I'm not entirely sure where to start. This October we make 5 years of marriage. I do not even remember why I accepted this marriage. We did not propose to each other and we did not speak enough together.
They did not even force me or you. Both, we accepted thinking that our parents would be happy.
At first, I was happy with the idea, but the closer my wedding day approached, the more I was irritated. I was not happy, but with me I thought that in the end everything would go well.
The first months of marriage resembled a novel, introduced you to my friends and so we would know each other better. Anyhow, there was always something in my mind that did not go.
No one except my close social circle knows I'm married. To the outside world, you're a secret. There is nothing Facebook posting that unites us. Other couples change their surnames, take pictures together, or add-ons and birthdays. Not me!
I look after you, protect you, buy whatever you want, but I have no emotional connection with you. The truth is that I have never loved you properly, or I give you back the love you gave me.
It is painful to see how you look in my eyes and tell me "I Love You". "I love you" is my answer, but it is empty, without emotion. At our best, we are nothing more than good friends. After 5 years I still do not know what your favorite color is.

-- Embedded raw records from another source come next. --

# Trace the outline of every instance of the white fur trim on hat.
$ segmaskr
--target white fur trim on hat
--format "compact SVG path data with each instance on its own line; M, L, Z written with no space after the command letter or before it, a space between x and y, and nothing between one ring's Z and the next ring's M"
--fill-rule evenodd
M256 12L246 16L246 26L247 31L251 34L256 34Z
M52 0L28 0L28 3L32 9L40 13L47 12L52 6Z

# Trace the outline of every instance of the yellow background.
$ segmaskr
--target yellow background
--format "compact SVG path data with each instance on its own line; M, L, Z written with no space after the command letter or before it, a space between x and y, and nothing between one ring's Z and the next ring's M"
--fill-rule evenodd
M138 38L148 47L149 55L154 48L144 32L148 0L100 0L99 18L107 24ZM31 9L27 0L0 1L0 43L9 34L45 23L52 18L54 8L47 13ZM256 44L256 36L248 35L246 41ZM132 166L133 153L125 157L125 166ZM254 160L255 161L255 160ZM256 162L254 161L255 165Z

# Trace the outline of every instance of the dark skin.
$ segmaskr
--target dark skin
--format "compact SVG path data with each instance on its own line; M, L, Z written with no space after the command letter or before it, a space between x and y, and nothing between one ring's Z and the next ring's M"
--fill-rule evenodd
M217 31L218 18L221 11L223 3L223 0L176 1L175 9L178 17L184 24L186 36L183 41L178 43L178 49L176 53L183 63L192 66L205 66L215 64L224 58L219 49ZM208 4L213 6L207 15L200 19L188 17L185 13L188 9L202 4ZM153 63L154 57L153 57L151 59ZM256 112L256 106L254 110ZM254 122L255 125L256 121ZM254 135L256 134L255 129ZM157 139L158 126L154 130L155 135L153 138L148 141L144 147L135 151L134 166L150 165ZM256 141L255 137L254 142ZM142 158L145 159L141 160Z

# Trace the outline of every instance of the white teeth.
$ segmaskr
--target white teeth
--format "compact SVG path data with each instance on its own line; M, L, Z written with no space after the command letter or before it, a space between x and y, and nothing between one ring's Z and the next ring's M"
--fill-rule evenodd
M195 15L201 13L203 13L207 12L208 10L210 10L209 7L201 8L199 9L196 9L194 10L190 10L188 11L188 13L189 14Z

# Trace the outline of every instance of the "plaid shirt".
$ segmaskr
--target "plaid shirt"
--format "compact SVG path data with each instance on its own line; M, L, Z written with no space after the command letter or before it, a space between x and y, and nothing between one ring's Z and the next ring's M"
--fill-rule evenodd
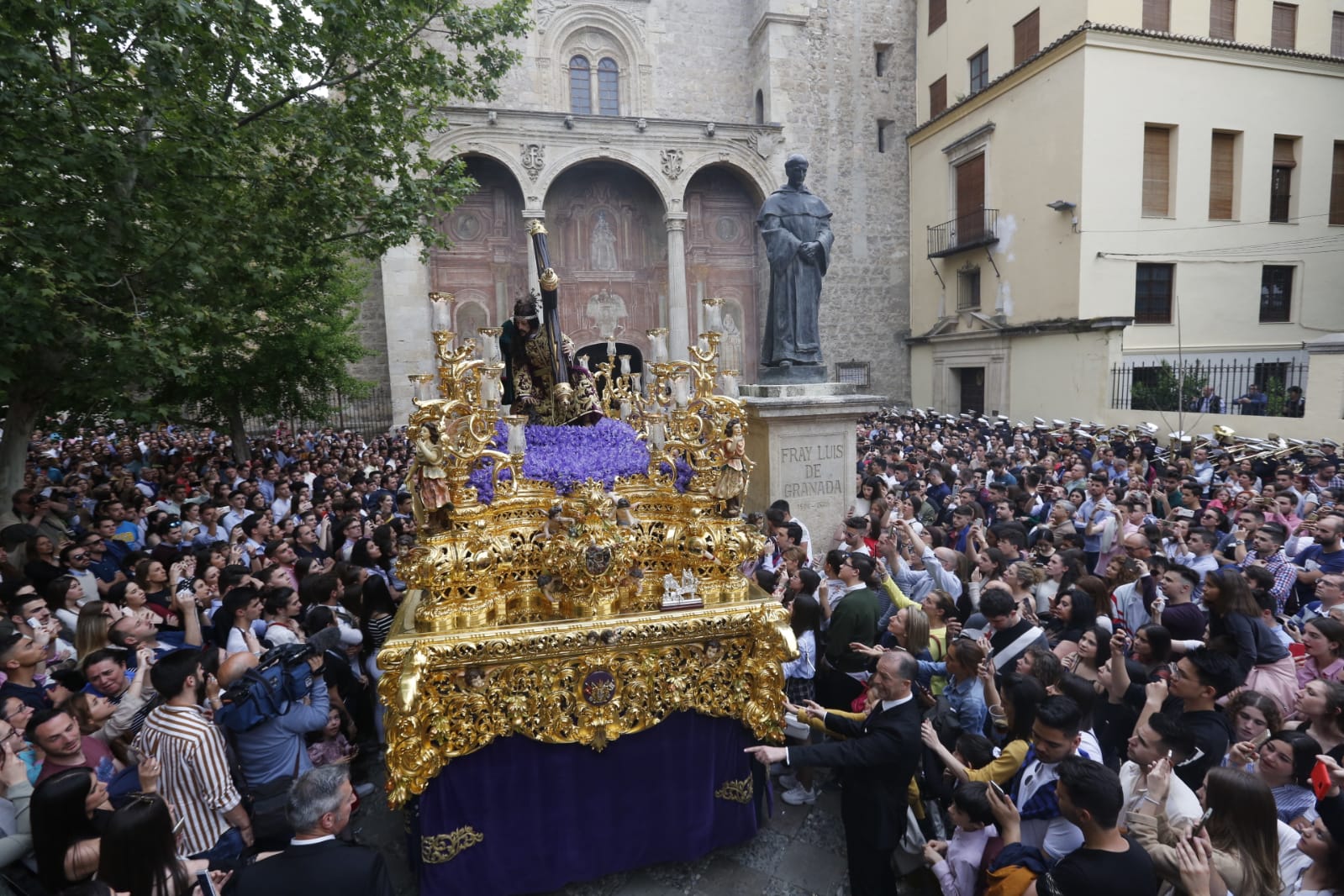
M1255 549L1250 548L1246 551L1246 559L1238 563L1236 568L1245 570L1258 559L1259 557L1255 555ZM1274 603L1278 607L1275 613L1282 613L1284 604L1288 603L1288 595L1293 594L1293 584L1297 582L1298 567L1293 566L1293 562L1288 559L1288 555L1279 549L1265 557L1265 568L1274 576L1274 587L1271 587L1269 592L1274 598Z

Our sexual life almost does not exist at all; in the last 18 months we have only sex 3 times. In conversation among friends, my friend told me about sex with his partner. I was depressed knowing their routine.
As a 30-year-old I am, I want to have a regular sex life, but not with you. I love someone with whom I have emotional attraction. I can not force myself so hard to touch you in that way.
Last year, you went to your family and stayed there for several weeks in a row. I was just at home and I felt so happy. Most people are sad when they only find the house, but I do not. In my heart, I prayed so much that you did not turn back.
I know that he will do all that I was happy but disaster, I do not want to be with you anymore. Anyhow, I miss the courage to tell you I want to divorce. I do not want to hurt you, but I do not know how to do this conversation with you.
Never in my life had I thought I would marry and later enjoy the divorce. When you turn your head back, I realize I should never have accepted marrying. I should not just accept the idea that my parents would be happy.
As I said before, I do not fancy you, but I will not hurt you. I'm not selfish, I'm just unhappy in the situation that we are.
* Note: This letter has been adapted by The Guardian.